While my day job is managing a team of 8 engineers (which means a lot of meetings), I do get to work with the CLI from time to time. As you might know, working on the CLI means navigating deep dirctory structures and working with millions of files. It doesn’t matter if you are into operations or into development, working with directories and files are going to be your bread and butter operations.

For development work, I tend to use on the of the JetBrains IDEs (RubyMine, PyCharm) because I like how the IDEs support you while developping. One of their lovely features is the fuzzy finder when opening files. You start typing letters and the IDE will filter down the files by the letters you typed as they appear in the path or the filename. So typing ser/crop would select the file rails/app/services/openstack/create_openstack_project.rb

Rubymine Example

Selecting files in RubyMine

Today, I happend upon the article Simple Note-Taking with fzf and Vim that introduced me to fzf, the Fuzzy File Finder. Installation (on OS X) is a brew install fzf away. When you run fzf it will by default start to show all files in the current directory and by typing, it will start to filter down the list. Press Return to copy and paste the selected file on the command line. You can also pipe in content to fzf making it handy to filter down long lists of data.

There are a few shortcuts that make life easier: CTRL-T can be used to invoke fzf after having started a command (like vi) to select a filename:

shell example

Selecting files to edit with the 'CTRL-T' shortcut

CTRL-R allows you to select command from the shells history.

I am using Oh My ZSH to configure zsh and it ships with a plugin for fzf.
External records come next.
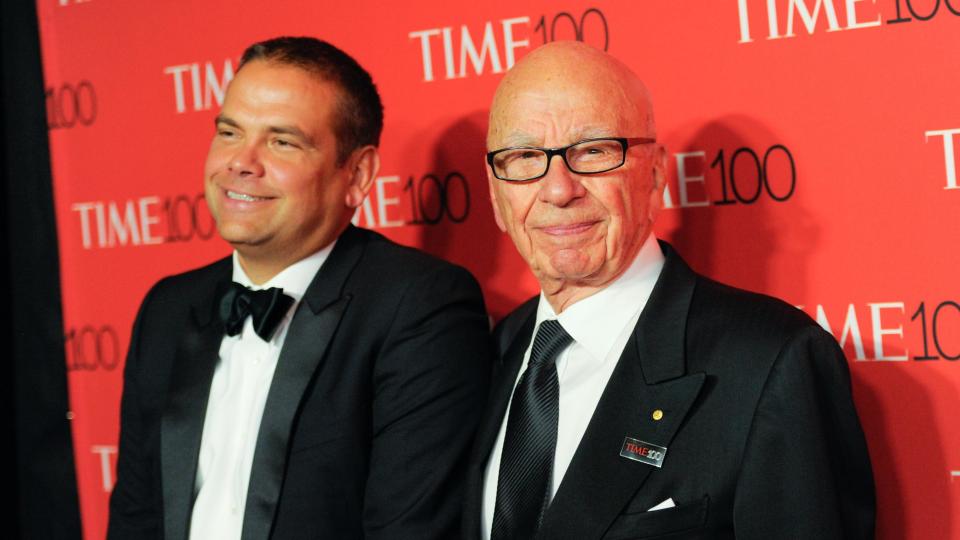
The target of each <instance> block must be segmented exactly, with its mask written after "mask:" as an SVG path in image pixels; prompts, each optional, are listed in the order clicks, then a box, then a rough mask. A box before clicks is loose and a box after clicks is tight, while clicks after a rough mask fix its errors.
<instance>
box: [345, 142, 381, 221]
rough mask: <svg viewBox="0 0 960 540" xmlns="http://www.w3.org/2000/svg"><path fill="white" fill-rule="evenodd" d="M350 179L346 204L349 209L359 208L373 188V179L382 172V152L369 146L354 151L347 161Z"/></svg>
mask: <svg viewBox="0 0 960 540" xmlns="http://www.w3.org/2000/svg"><path fill="white" fill-rule="evenodd" d="M347 167H348V170H349V171H350V178H349V179H348V183H347V195H346V200H345V204H346V205H347V207H349V208H358V207H359V206H360V205H361V204H363V199H365V198H366V197H367V193H369V192H370V187H371V186H373V179H374V178H376V177H377V173H378V172H379V171H380V152H379V151H377V147H376V146H373V145H367V146H364V147H363V148H359V149H357V150H354V151H353V155H351V156H350V158H349V159H348V160H347Z"/></svg>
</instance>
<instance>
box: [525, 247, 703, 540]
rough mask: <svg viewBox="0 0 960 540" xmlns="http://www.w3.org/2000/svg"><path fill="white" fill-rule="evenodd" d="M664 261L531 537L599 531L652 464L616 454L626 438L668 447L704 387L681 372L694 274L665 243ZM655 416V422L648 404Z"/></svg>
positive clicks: (668, 449) (636, 487) (623, 507)
mask: <svg viewBox="0 0 960 540" xmlns="http://www.w3.org/2000/svg"><path fill="white" fill-rule="evenodd" d="M664 251H665V253H666V254H667V261H666V263H665V265H664V268H663V271H662V272H661V274H660V278H659V279H658V280H657V285H656V286H655V287H654V290H653V293H652V294H651V296H650V300H649V301H648V303H647V306H646V307H645V308H644V310H643V313H642V314H641V315H640V319H639V320H638V321H637V326H636V329H635V331H634V334H633V336H632V337H631V340H630V341H629V342H628V344H627V346H626V347H625V349H624V352H623V354H622V355H621V357H620V360H619V362H618V363H617V367H616V368H615V369H614V372H613V375H612V376H611V377H610V381H609V382H608V383H607V387H606V389H605V390H604V392H603V395H602V396H601V398H600V401H599V403H598V404H597V408H596V410H595V411H594V414H593V417H592V418H591V420H590V424H589V425H588V427H587V431H586V432H585V433H584V435H583V438H582V439H581V441H580V445H579V446H578V447H577V451H576V453H575V454H574V457H573V461H571V463H570V467H569V468H568V469H567V472H566V474H565V475H564V478H563V481H562V482H561V484H560V488H559V490H558V491H557V495H556V497H554V500H553V502H552V503H551V505H550V508H549V509H548V511H547V514H546V516H545V517H544V523H543V526H542V527H541V529H540V532H539V534H538V535H537V537H538V538H544V539H546V538H600V537H602V536H603V534H604V531H606V530H607V528H608V527H609V526H610V524H611V523H612V522H613V521H614V520H615V519H616V517H617V515H619V514H620V512H621V511H622V510H623V508H624V507H625V506H626V505H627V503H628V502H629V501H630V499H631V498H632V497H633V496H634V495H635V494H636V493H637V491H638V490H639V489H640V488H641V486H642V485H643V483H644V482H645V481H646V479H647V477H648V476H649V475H650V474H651V472H652V471H653V470H654V469H655V467H654V466H652V465H648V464H646V463H641V462H638V461H634V460H631V459H628V458H625V457H621V455H620V452H621V450H622V449H623V447H624V442H625V438H627V437H630V438H633V439H638V440H640V441H643V442H645V443H651V444H654V445H657V446H662V447H665V448H667V452H666V454H665V457H664V462H665V463H666V462H667V461H668V460H669V459H670V451H669V447H670V442H671V441H672V440H673V437H674V435H675V434H676V432H677V430H678V429H679V428H680V426H681V425H682V423H683V420H684V418H685V417H686V415H687V412H688V411H689V409H690V406H691V405H692V404H693V402H694V401H695V400H696V398H697V396H698V395H699V393H700V389H701V388H702V386H703V382H704V380H705V378H706V377H705V375H704V374H703V373H695V374H685V373H686V368H685V360H684V340H685V334H686V316H687V311H688V309H689V305H690V299H691V297H692V294H693V288H694V285H695V275H694V274H693V273H692V272H691V271H690V269H689V268H687V267H686V265H685V264H684V263H683V261H681V260H680V259H679V258H678V257H677V256H676V254H675V253H674V252H673V251H672V250H671V249H670V248H669V246H664ZM657 409H660V410H661V411H662V412H663V415H662V418H661V419H660V420H659V421H655V420H654V419H653V417H652V414H653V411H654V410H657Z"/></svg>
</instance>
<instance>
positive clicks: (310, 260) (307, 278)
mask: <svg viewBox="0 0 960 540" xmlns="http://www.w3.org/2000/svg"><path fill="white" fill-rule="evenodd" d="M336 243H337V241H336V239H334V241H333V242H331V243H330V244H328V245H327V246H326V247H324V248H323V249H321V250H319V251H316V252H314V253H313V254H312V255H309V256H307V257H304V258H303V259H300V260H299V261H297V262H295V263H293V264H291V265H290V266H288V267H286V268H284V269H283V270H281V271H280V273H279V274H277V275H275V276H273V277H272V278H271V279H270V280H269V281H267V282H266V283H264V284H262V285H255V284H253V282H251V281H250V278H249V277H248V276H247V273H246V272H244V271H243V267H242V266H240V259H239V258H238V256H237V252H236V250H234V252H233V280H234V281H236V282H237V283H239V284H241V285H243V286H245V287H250V288H251V289H254V290H260V289H269V288H270V287H279V288H281V289H283V292H284V294H288V295H290V296H292V297H293V299H294V300H295V301H297V302H299V301H300V299H301V298H303V295H304V293H306V292H307V287H309V286H310V282H311V281H313V277H314V276H315V275H316V274H317V272H318V271H319V270H320V267H321V266H323V263H324V261H326V260H327V257H329V256H330V252H331V251H333V246H334V245H335V244H336Z"/></svg>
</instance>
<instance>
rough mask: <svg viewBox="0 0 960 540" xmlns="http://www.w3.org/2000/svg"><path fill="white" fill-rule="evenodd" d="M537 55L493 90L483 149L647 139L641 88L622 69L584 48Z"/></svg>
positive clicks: (627, 74) (576, 47)
mask: <svg viewBox="0 0 960 540" xmlns="http://www.w3.org/2000/svg"><path fill="white" fill-rule="evenodd" d="M541 51H542V49H541ZM538 52H540V51H535V52H534V53H531V55H528V57H526V58H524V60H523V61H521V62H520V63H518V64H517V65H516V66H514V68H513V69H512V70H511V71H510V72H509V73H508V74H507V75H506V76H505V77H504V79H503V81H501V83H500V86H499V87H498V88H497V92H496V94H495V96H494V100H493V104H492V105H491V109H490V128H489V132H488V136H487V144H488V147H489V148H491V149H492V148H497V147H503V146H515V145H526V144H530V145H542V144H569V143H572V142H575V141H576V140H580V139H584V138H591V137H605V136H620V137H642V136H653V134H654V129H653V114H652V110H651V107H650V99H649V95H648V93H647V90H646V87H645V86H644V85H643V83H642V82H641V81H640V80H639V79H638V78H637V77H636V76H635V75H634V74H633V73H632V72H630V70H629V69H628V68H626V66H624V65H623V64H620V63H619V62H617V61H616V60H614V59H613V58H612V57H609V56H608V55H606V54H605V53H602V52H600V51H595V50H590V49H586V48H585V46H582V47H581V46H571V47H557V48H554V49H552V50H547V51H543V52H542V53H541V54H537V53H538ZM543 139H547V140H550V141H553V142H552V143H546V142H544V141H543Z"/></svg>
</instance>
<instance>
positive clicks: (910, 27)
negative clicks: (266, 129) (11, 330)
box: [24, 0, 960, 539]
mask: <svg viewBox="0 0 960 540" xmlns="http://www.w3.org/2000/svg"><path fill="white" fill-rule="evenodd" d="M456 4H457V3H453V2H442V1H439V0H428V1H423V2H417V3H399V2H398V3H386V2H374V1H366V0H354V1H352V2H336V3H334V2H314V1H308V0H274V1H273V2H271V3H269V7H266V6H265V5H262V4H261V3H259V2H242V1H236V0H231V1H226V0H207V1H205V2H186V1H180V2H159V1H156V0H152V1H151V0H124V1H120V0H38V6H39V14H40V19H41V20H40V23H41V34H42V48H43V57H44V72H45V77H46V81H47V82H46V84H47V106H48V116H49V123H50V142H51V148H52V154H53V171H54V189H55V201H56V215H57V220H58V230H59V238H60V256H61V261H62V265H63V269H62V276H63V277H62V279H63V283H62V285H63V303H64V306H63V309H64V316H65V321H66V328H65V334H66V337H67V362H68V368H69V370H70V371H69V381H70V392H71V395H70V401H71V407H72V411H73V412H72V414H73V435H74V444H75V452H76V463H77V474H78V478H79V490H80V501H81V511H82V515H83V519H84V530H85V534H86V537H87V538H100V537H102V536H103V534H104V531H105V526H106V519H107V500H108V495H109V491H110V489H111V487H112V485H113V473H114V466H115V461H116V443H117V431H118V406H119V399H120V392H121V373H122V368H123V357H124V355H125V352H126V346H127V341H128V339H129V333H130V327H131V323H132V320H133V317H134V314H135V312H136V309H137V306H138V304H139V301H140V299H141V298H142V297H143V295H144V293H145V292H146V291H147V289H148V287H149V286H150V285H151V284H152V283H154V282H155V281H156V280H157V279H158V278H160V277H162V276H164V275H167V274H171V273H175V272H180V271H183V270H186V269H189V268H191V267H195V266H198V265H200V264H203V263H206V262H208V261H211V260H213V259H214V258H217V257H220V256H222V255H224V254H226V253H228V252H229V247H228V246H227V245H226V244H224V243H223V242H222V241H221V240H219V239H218V238H217V237H216V234H215V232H214V230H213V223H212V221H211V218H210V215H209V212H208V210H207V208H206V206H205V204H204V201H203V198H202V196H201V192H202V187H201V171H202V165H203V161H204V157H205V155H206V151H207V145H208V144H209V140H210V138H211V136H212V134H213V117H214V115H215V114H216V112H217V110H218V108H219V104H220V103H221V101H222V97H223V90H224V87H225V85H226V83H227V81H228V80H229V79H230V77H231V76H232V73H233V69H234V67H235V66H236V61H237V58H238V56H239V54H240V52H241V51H242V49H243V48H244V47H245V46H246V45H248V44H250V43H251V42H253V41H256V40H261V39H265V38H269V37H273V36H276V35H281V34H286V35H304V34H305V35H314V36H319V37H321V38H323V39H326V40H328V41H330V42H332V43H334V44H336V45H338V46H340V47H342V48H343V49H345V50H346V51H348V52H349V53H350V54H352V55H354V56H355V57H356V58H357V59H358V60H359V61H360V62H361V64H363V65H364V66H365V67H366V68H367V69H368V70H369V71H370V72H371V73H372V74H373V75H374V79H375V80H376V82H377V84H378V86H379V88H380V91H381V93H382V96H383V100H384V103H385V106H386V129H385V133H384V137H383V144H382V153H383V168H382V172H381V174H380V177H379V178H378V179H377V182H376V184H375V186H374V189H373V190H372V193H371V195H370V198H369V200H368V204H367V205H366V206H364V208H363V209H362V210H361V212H359V213H358V216H357V221H358V223H359V224H360V225H362V226H366V227H371V228H374V229H378V230H381V231H382V232H384V233H385V234H387V235H388V236H390V237H392V238H394V239H396V240H398V241H400V242H403V243H406V244H411V245H415V246H419V247H421V248H423V249H425V250H427V251H429V252H432V253H434V254H437V255H440V256H442V257H445V258H447V259H450V260H452V261H455V262H457V263H460V264H463V265H465V266H467V267H468V268H470V270H472V271H473V272H474V274H475V275H476V276H477V277H478V278H479V279H480V281H481V283H482V284H483V286H484V292H485V294H486V298H487V303H488V306H489V308H490V310H491V313H492V315H493V317H494V318H499V317H502V316H503V315H504V314H505V313H507V312H508V311H509V310H510V309H511V308H512V307H513V306H514V305H516V304H517V303H519V302H520V301H521V300H522V299H524V298H526V297H528V296H529V295H531V294H533V293H535V292H536V291H537V286H536V282H535V281H534V280H533V278H532V277H531V276H530V274H529V272H528V271H527V270H526V268H525V266H524V264H523V263H522V261H521V260H520V259H519V257H518V256H517V254H516V252H515V250H514V249H513V246H512V244H511V243H510V241H509V239H508V238H507V237H506V236H505V235H502V234H501V233H500V232H499V231H498V230H497V228H496V226H495V225H494V223H493V219H492V213H491V210H490V207H489V202H488V197H487V191H486V180H485V173H484V163H483V152H484V134H485V130H486V122H487V111H488V105H489V101H490V98H491V96H492V93H493V90H494V88H495V86H496V84H497V82H498V81H499V79H500V76H501V73H502V72H503V71H504V70H506V69H507V68H509V66H511V65H512V64H513V63H514V62H515V61H516V60H517V59H519V58H521V57H522V56H523V55H524V54H526V53H527V52H529V51H530V50H531V49H532V48H534V47H536V46H537V45H539V44H541V43H543V42H545V41H551V40H559V39H580V40H582V41H585V42H587V43H590V44H592V45H594V46H597V47H600V48H606V49H607V50H609V52H610V53H612V54H613V55H615V56H617V57H618V58H620V59H622V60H623V61H625V62H626V63H627V64H629V65H630V66H632V67H633V69H634V70H635V71H636V72H637V73H639V74H640V75H641V76H642V78H644V79H645V80H646V81H647V83H648V85H649V87H650V88H651V91H652V93H653V96H654V102H655V106H656V111H657V116H658V125H659V136H660V139H661V140H662V141H664V142H665V143H666V145H667V147H668V149H669V151H670V152H671V154H672V159H671V177H670V180H669V185H668V193H667V196H666V198H667V200H666V204H667V207H668V208H669V209H668V210H667V211H666V212H664V213H663V214H662V218H661V221H660V223H659V224H658V229H657V230H658V234H659V235H660V236H661V237H662V238H665V239H667V240H670V241H672V242H673V243H674V244H675V245H676V246H677V247H678V248H679V249H680V251H681V253H683V254H684V255H685V256H686V258H687V259H688V260H689V261H690V262H691V263H692V265H693V266H694V268H696V269H697V270H699V271H701V272H704V273H707V274H709V275H711V276H714V277H716V278H718V279H720V280H723V281H726V282H729V283H732V284H734V285H737V286H741V287H745V288H749V289H754V290H759V291H762V292H766V293H769V294H773V295H775V296H779V297H781V298H784V299H786V300H787V301H788V302H791V303H793V304H795V305H797V306H798V307H799V308H800V309H803V310H805V311H807V312H808V313H809V314H810V315H811V316H813V317H815V318H817V319H818V320H819V322H820V323H821V324H822V325H823V326H825V327H827V328H829V329H830V330H831V331H832V332H833V334H834V335H835V336H836V337H837V338H838V340H840V341H841V343H842V344H843V347H844V350H845V351H846V352H847V356H848V359H849V362H850V369H851V372H852V374H853V384H854V393H855V399H856V402H857V405H858V408H859V411H860V415H861V419H862V421H863V426H864V429H865V430H866V434H867V439H868V442H869V445H870V452H871V456H872V459H873V467H874V474H875V476H876V482H877V494H878V505H879V524H878V525H879V536H880V537H881V538H922V539H926V538H945V537H952V538H960V423H958V422H957V421H956V409H957V406H958V395H960V361H958V358H960V303H958V302H960V286H958V280H957V269H958V268H960V250H958V249H957V240H958V236H960V212H958V209H960V182H958V180H957V176H958V173H957V169H958V164H957V163H958V154H960V107H958V98H957V96H958V88H960V69H958V68H960V63H958V60H957V58H958V55H957V53H958V51H960V0H730V1H726V2H698V1H692V0H674V1H670V2H666V1H660V2H655V1H643V2H622V1H620V2H616V1H603V0H563V1H559V2H558V1H547V0H540V1H531V2H527V3H517V2H507V1H487V2H470V3H463V5H456ZM571 69H575V66H571ZM24 151H29V149H24Z"/></svg>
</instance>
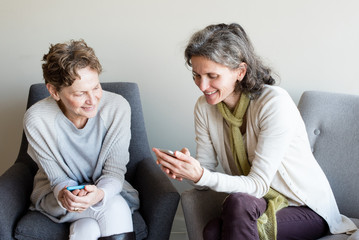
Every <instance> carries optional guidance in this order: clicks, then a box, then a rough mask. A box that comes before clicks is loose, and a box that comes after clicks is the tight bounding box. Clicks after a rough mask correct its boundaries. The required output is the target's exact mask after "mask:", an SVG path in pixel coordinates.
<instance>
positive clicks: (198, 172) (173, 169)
mask: <svg viewBox="0 0 359 240" xmlns="http://www.w3.org/2000/svg"><path fill="white" fill-rule="evenodd" d="M152 151H153V152H154V153H155V154H156V156H157V164H158V165H161V169H162V171H164V172H165V173H166V174H167V175H168V176H169V177H170V178H173V179H177V180H179V181H182V180H183V178H185V179H188V180H191V181H193V182H195V183H196V182H198V181H199V180H200V179H201V177H202V174H203V168H202V167H201V164H200V163H199V161H198V160H196V159H194V158H193V157H191V154H190V152H189V150H188V149H187V148H183V149H182V150H181V151H175V153H174V154H175V156H176V158H174V157H171V156H169V155H167V154H165V153H163V152H161V151H160V150H158V149H157V148H152Z"/></svg>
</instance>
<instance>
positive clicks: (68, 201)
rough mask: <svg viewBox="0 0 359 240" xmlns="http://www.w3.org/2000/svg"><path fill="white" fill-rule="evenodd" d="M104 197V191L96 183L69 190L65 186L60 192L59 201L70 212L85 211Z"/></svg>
mask: <svg viewBox="0 0 359 240" xmlns="http://www.w3.org/2000/svg"><path fill="white" fill-rule="evenodd" d="M103 197H104V192H103V191H102V190H101V189H100V188H97V187H96V186H95V185H86V186H85V188H84V189H80V190H79V189H76V190H74V191H69V190H67V188H66V187H65V188H63V189H62V190H61V191H60V192H59V196H58V198H59V201H60V202H61V204H62V206H63V207H64V208H66V209H67V210H68V211H69V212H83V211H85V210H86V209H87V208H89V207H91V206H93V205H95V204H96V203H98V202H99V201H101V200H102V199H103Z"/></svg>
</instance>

I just had to add the FZF_BASE variable and fzf to the plugins line in ~/.zshrc:

export FZF_BASE=/usr/local/bin/fzf

plugins=(git pyenv osx fzf)

I also had to set my zsh to emacs mode (I was using vi mode, which is non-default) by deleting the line bindkey -v in the .zshrc file to make the CTRL-T and CTRL-R shortcuts work. (I rarely edit my command line entries, and I always got confused by it being in vi mode so no big loss there.

fzf comes with plenty of usage examples in the fzf wiki which I will explore over time.

Another post, How FZF and ripgrep improved my workflow has even more tips and tricks on how to use it.